There are some official-looking logos at the top of the page, albeit out-of-focus and strangely stretched-looking, and even a photo of the fictional Mr. Merlier at a podium with a Canadian flag in the background.  The invitation trots out many of the themes popular among the international-NGO set, from caring for the environment to addressing Africa’s poverty.
And while a $620 registration fee is huge money in a country like Honduras, the invitation promises an all-expenses-paid trip to Canada and a $620 per-diem for the five days of the conference. That could be enough to suck in an unsuspecting NGO director or two.

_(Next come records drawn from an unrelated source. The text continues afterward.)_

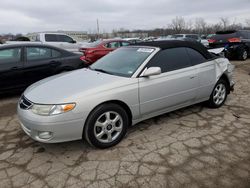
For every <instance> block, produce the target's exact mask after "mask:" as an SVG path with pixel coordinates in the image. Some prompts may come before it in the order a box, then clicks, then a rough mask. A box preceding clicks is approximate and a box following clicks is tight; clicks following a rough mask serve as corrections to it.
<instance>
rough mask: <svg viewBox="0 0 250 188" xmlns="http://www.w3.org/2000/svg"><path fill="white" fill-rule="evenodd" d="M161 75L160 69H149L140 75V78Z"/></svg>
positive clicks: (149, 68) (158, 67)
mask: <svg viewBox="0 0 250 188" xmlns="http://www.w3.org/2000/svg"><path fill="white" fill-rule="evenodd" d="M159 74H161V68H160V67H150V68H148V69H146V70H145V71H144V72H143V73H142V75H141V76H142V77H149V76H154V75H159Z"/></svg>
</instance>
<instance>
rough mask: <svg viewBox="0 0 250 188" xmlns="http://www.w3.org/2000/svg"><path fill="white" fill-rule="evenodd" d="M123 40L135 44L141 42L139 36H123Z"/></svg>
mask: <svg viewBox="0 0 250 188" xmlns="http://www.w3.org/2000/svg"><path fill="white" fill-rule="evenodd" d="M123 40H126V41H128V42H129V43H130V44H137V43H140V42H143V40H141V39H140V38H124V39H123Z"/></svg>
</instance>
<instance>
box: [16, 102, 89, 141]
mask: <svg viewBox="0 0 250 188" xmlns="http://www.w3.org/2000/svg"><path fill="white" fill-rule="evenodd" d="M17 112H18V118H19V121H20V125H21V128H22V129H23V131H24V132H25V133H26V134H27V135H28V136H30V137H31V138H32V139H34V140H36V141H39V142H43V143H57V142H66V141H72V140H79V139H82V132H83V126H84V120H83V119H74V120H69V121H59V120H57V121H54V120H52V121H48V118H49V117H46V119H47V122H45V121H44V119H43V118H44V117H43V116H40V117H39V116H38V115H36V114H33V113H32V112H31V111H30V110H23V109H21V108H20V107H19V105H18V107H17ZM61 115H63V114H61ZM61 115H59V116H61ZM59 116H58V118H60V117H59ZM51 119H52V118H51ZM42 133H43V134H44V133H50V134H51V137H49V138H46V139H45V138H43V137H41V134H42Z"/></svg>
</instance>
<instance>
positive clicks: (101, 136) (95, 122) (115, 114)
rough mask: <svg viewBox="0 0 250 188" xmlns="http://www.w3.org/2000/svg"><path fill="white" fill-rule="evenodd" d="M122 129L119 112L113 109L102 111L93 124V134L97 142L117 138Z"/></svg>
mask: <svg viewBox="0 0 250 188" xmlns="http://www.w3.org/2000/svg"><path fill="white" fill-rule="evenodd" d="M122 129H123V120H122V117H121V116H120V114H118V113H117V112H113V111H108V112H105V113H103V114H102V115H100V116H99V117H98V119H97V120H96V122H95V125H94V135H95V137H96V139H97V140H98V141H99V142H102V143H110V142H113V141H114V140H116V139H117V138H118V136H119V135H120V134H121V132H122Z"/></svg>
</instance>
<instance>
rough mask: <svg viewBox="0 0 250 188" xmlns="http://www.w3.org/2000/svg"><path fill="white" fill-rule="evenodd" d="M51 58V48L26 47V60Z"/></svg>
mask: <svg viewBox="0 0 250 188" xmlns="http://www.w3.org/2000/svg"><path fill="white" fill-rule="evenodd" d="M49 58H52V49H50V48H39V47H27V60H28V61H35V60H43V59H49Z"/></svg>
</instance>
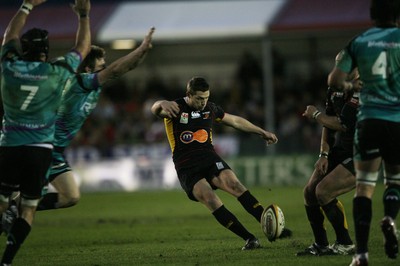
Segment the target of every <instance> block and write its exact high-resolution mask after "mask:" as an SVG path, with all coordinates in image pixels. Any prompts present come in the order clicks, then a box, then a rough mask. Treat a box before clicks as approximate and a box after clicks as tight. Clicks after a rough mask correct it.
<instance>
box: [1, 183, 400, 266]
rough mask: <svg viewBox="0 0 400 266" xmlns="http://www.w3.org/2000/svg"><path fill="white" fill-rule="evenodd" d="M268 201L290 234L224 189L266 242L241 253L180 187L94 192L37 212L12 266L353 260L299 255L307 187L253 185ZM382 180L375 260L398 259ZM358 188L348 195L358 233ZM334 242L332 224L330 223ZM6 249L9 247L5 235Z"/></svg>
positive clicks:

I don’t imagine the Ontario Public Health Association is happy about having its good name sullied in a global scam. But the association can at least get a rueful laugh out of being described in the invitation as “a charitable organization of Canadian law with international aims and objectives among others to assist individuals and organizations around the world through loans for business, education, economic development and environmental protection, especially to support African organizations involved in the social, environmental and economic assistance for humanitarian NGOs...”
As for the poor guy in a suit who’s pictured on the invitation as the fictional Mr. Merlier, I’m sure he’d be deeply unhappy to learn that his photo is being used to scam money from non-profits in developing countries. But at least he’s just got three more weeks to tough it out until the date of the fake HIV-AIDS conference passes and a new scam takes its place.